Abreu looks comfortable in game situation
GLENDALE, Ariz. -- In two at-bats during Tuesday's intrasquad game, Jose Abreu picked up an infield hit on a slow roller to third. Abreu and the White Sox probably expect more of a power-packed connection in the future, but that single was a good start in the first baseman's mind.
"That was God helping me out with that," said a smiling Abreu through White Sox coach and translator Lino Diaz. "As long as I help the team, I'll take 100 of those."
Abreu's Spring Training goals are simple: watch a great deal of live pitching, and take his development at-bat by at-bat. The big man also looked smooth over at first base defensively, which was not a surprise to manager Robin Ventura.
"A lot has been made of him moving around, but he's played first base before," said Ventura. "I think he's a good first baseman. He's got good hands, knows what to do with the ball when it's hit to him. So, I didn't see anything that made me take a double-take. Just let him play."

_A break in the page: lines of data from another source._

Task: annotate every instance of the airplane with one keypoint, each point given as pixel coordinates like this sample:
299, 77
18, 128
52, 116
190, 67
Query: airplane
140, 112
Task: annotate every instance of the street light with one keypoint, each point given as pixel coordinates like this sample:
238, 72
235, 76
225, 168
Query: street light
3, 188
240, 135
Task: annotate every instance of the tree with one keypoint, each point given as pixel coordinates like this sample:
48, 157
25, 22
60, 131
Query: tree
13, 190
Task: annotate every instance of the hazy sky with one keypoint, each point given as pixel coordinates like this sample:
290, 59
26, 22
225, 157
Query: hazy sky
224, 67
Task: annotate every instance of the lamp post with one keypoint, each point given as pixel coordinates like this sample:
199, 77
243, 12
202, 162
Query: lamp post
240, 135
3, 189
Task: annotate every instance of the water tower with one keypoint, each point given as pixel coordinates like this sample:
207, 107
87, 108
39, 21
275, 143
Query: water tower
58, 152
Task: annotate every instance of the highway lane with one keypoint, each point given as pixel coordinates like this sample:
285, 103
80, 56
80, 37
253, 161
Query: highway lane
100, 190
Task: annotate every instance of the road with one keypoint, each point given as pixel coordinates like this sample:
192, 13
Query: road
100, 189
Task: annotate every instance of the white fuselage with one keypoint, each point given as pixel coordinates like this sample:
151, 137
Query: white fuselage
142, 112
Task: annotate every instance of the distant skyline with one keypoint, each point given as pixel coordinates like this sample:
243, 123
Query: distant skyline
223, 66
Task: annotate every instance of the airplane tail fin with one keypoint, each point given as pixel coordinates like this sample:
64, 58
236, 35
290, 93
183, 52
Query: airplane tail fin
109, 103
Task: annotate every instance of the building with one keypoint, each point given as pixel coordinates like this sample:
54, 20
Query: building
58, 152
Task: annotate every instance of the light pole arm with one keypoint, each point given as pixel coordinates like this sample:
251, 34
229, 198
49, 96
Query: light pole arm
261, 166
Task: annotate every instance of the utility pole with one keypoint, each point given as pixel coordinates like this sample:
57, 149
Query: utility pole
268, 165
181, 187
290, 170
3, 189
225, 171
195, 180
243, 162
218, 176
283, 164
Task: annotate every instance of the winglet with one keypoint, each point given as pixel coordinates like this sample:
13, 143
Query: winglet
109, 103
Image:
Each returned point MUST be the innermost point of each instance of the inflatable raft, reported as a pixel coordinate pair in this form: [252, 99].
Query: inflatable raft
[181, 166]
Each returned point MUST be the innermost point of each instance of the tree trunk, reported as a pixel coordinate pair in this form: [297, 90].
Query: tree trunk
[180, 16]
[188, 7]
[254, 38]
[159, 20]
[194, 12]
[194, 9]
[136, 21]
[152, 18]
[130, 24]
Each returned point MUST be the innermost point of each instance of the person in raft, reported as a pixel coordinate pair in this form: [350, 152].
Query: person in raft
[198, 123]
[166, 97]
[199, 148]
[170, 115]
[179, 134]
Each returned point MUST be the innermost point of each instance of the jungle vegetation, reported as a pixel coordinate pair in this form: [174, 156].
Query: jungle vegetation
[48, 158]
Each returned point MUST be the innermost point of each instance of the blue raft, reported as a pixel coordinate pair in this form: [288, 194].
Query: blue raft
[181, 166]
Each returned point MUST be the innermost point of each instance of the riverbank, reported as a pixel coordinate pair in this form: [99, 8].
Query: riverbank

Lindstrom likes closing options
GLENDALE, Ariz. -- The eventual White Sox closer certainly won't be chosen by his ability to close out Cactus League games. Not with the hurlers destined for the active roster usually working earlier in the game to face big league hitters.
Matt Lindstrom, one of the prime closing candidates, believes the White Sox have the arms in camp to not only solidly fill out the ninth but the seventh and eighth as well. It's about preparation leading to the choice in his mind.
"Just getting your progression of your throwing program and your arm strength up," Lindstrom said. "I still think that April is almost the time when you are still not all the way there where you need to be.
"Everyone, especially pitchers, we are trying to get our bodies to the point where they are peaking at the right time and maintain through the season. We have the candidates in-house to do it. We have a lot of good arms in here. It should be interesting to see."
Third to first
• White Sox chairman Jerry Reinsdorf celebrated his 78th birthday on Tuesday.
• The White Sox are expected to make an announcement this week concerning their alternate jerseys for 2014. The team made a popular choice of the 1983 team last season.
• Dunn has not made a decision on attending the Academy Awards Sunday night. He had a small part in the movie Dallas Buyers Club and invested in the production company that made the movie.
• Chris Beck earned solid reviews from Ventura for his two scoreless innings during Tuesday's intrasquad game. Avisail Garcia added a two-run homer off of Scott Snodgress, who struck out three.
• Konerko has noticed the big physical size of teammates such as Abreu and Garcia, to name a few.
"No predictions, but I feel good in a bench clearer," said Konerko with a laugh. "I don't know if we'll win, but I don't feel like we'll get it taken to us."